Aylward E H, Habbak R, Warren A C, Pulsifer M B, Barta P E, Jerram M, Pearlson G D
Division of Psychiatric Neuroimaging, Johns Hopkins University School of Medicine, Baltimore, Md, USA.
Arch Neurol. 1997 Feb;54(2):209-12. doi: 10.1001/archneur.1997.00550140077016.
To determine the effects of aging on cerebellar volume in individuals with Down syndrome (DS). To determine whether volume of cerebellum is associated with dementia or with age-related decline in fine-motor control.

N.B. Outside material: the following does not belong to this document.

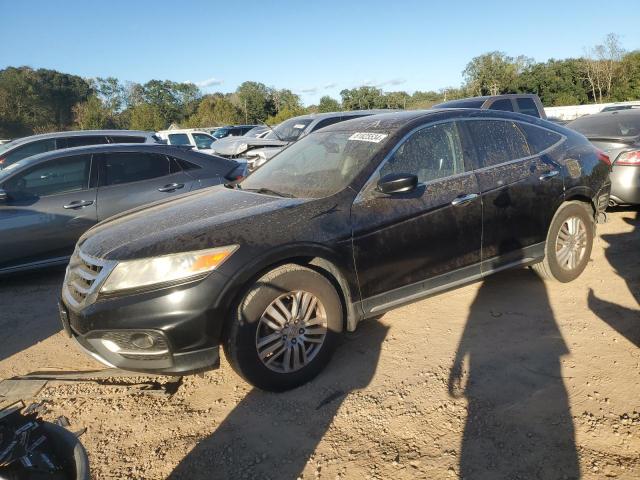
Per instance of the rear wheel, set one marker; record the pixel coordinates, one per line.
(285, 328)
(569, 243)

Case-control study involving comparison of cerebellar volumes in adults with DS and matched control subjects; survey study involving correlations between cerebellar volume and subjects' age and performance on a test of fine motor control; and longitudinal study assessing change in cerebellar volume in adults with DS.
The Johns Hopkins University School of Medicine, Baltimore, Md.

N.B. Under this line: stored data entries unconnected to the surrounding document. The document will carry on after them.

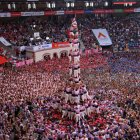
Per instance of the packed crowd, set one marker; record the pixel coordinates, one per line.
(122, 30)
(19, 32)
(28, 96)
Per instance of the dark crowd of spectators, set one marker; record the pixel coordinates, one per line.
(123, 30)
(28, 96)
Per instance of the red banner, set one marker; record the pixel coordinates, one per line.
(49, 13)
(79, 11)
(69, 12)
(15, 14)
(60, 45)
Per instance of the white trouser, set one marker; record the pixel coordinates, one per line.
(66, 97)
(77, 117)
(82, 114)
(64, 113)
(83, 97)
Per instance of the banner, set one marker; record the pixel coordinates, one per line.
(136, 10)
(4, 41)
(5, 14)
(102, 36)
(39, 47)
(60, 45)
(60, 13)
(41, 13)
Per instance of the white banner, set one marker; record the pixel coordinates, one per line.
(102, 36)
(41, 13)
(59, 12)
(36, 34)
(5, 14)
(136, 10)
(39, 47)
(4, 41)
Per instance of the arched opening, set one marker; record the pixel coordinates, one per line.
(47, 57)
(55, 55)
(63, 54)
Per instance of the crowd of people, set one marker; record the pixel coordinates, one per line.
(122, 30)
(28, 95)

Subjects included 40 adults with DS. Thirty of them were matched on age, sex, and race with cognitively normal subjects. A diagnosis of probable dementia was made for 5 of the subjects with DS. Longitudinal data were available for 23 of the 40 subjects with DS, with a mean interscan interval of 2 years.
Volumes of cerebellum, total brain, and intracranial region were measured on magnetic resonance imaging scans. The Purdue Pegboard, a test of fine-motor control, was administered to 38 of the subjects with DS.
Subjects with DS had significantly smaller cerebellar volumes than matched controls, even after adjusting for total brain volume or total intracranial volume. Volume of cerebellum did not correlate significantly with age for either the subjects with DS or controls. Longitudinal change in cerebellar volume in subjects with DS was not significant. Volume of total brain, but not cerebellum, correlated significantly with performance on the Purdue Pegboard.
Although cerebellar volumes are disproportionately small in individuals with DS, they do not diminish significantly with age and do not undergo age-related atrophy that is different from that of normal controls. Volume reduction in the cerebellum does not appear to be specifically responsible for the age-related decline in fine-motor control that is observed in adults with DS.
确定衰老对唐氏综合征(DS)患者小脑体积的影响。确定小脑体积是否与痴呆症或与年龄相关的精细运动控制能力下降有关。
病例对照研究,比较唐氏综合征成年患者和匹配的对照受试者的小脑体积;调查研究,涉及小脑体积与受试者年龄以及精细运动控制测试表现之间的相关性;纵向研究,评估唐氏综合征成年患者小脑体积的变化。
马里兰州巴尔的摩市约翰霍普金斯大学医学院。
受试者包括40名唐氏综合征成年患者。其中30人与认知正常的受试者在年龄、性别和种族上相匹配。40名唐氏综合征受试者中有5人被诊断为可能患有痴呆症。40名唐氏综合征受试者中有23人有纵向数据,平均扫描间隔为2年。
通过磁共振成像扫描测量小脑、全脑和颅内区域的体积。对38名唐氏综合征受试者进行了普渡钉板测试,这是一项精细运动控制测试。
即使在调整了全脑体积或总颅内体积后,唐氏综合征受试者的小脑体积仍显著小于匹配的对照组。唐氏综合征受试者和对照组的小脑体积与年龄均无显著相关性。唐氏综合征受试者小脑体积的纵向变化不显著。全脑体积而非小脑体积与普渡钉板测试的表现显著相关。
尽管唐氏综合征患者的小脑体积相对较小,但它们不会随年龄显著减小,也不会出现与正常对照组不同的与年龄相关的萎缩。小脑体积减小似乎并非导致唐氏综合征成年患者观察到的与年龄相关的精细运动控制能力下降的具体原因。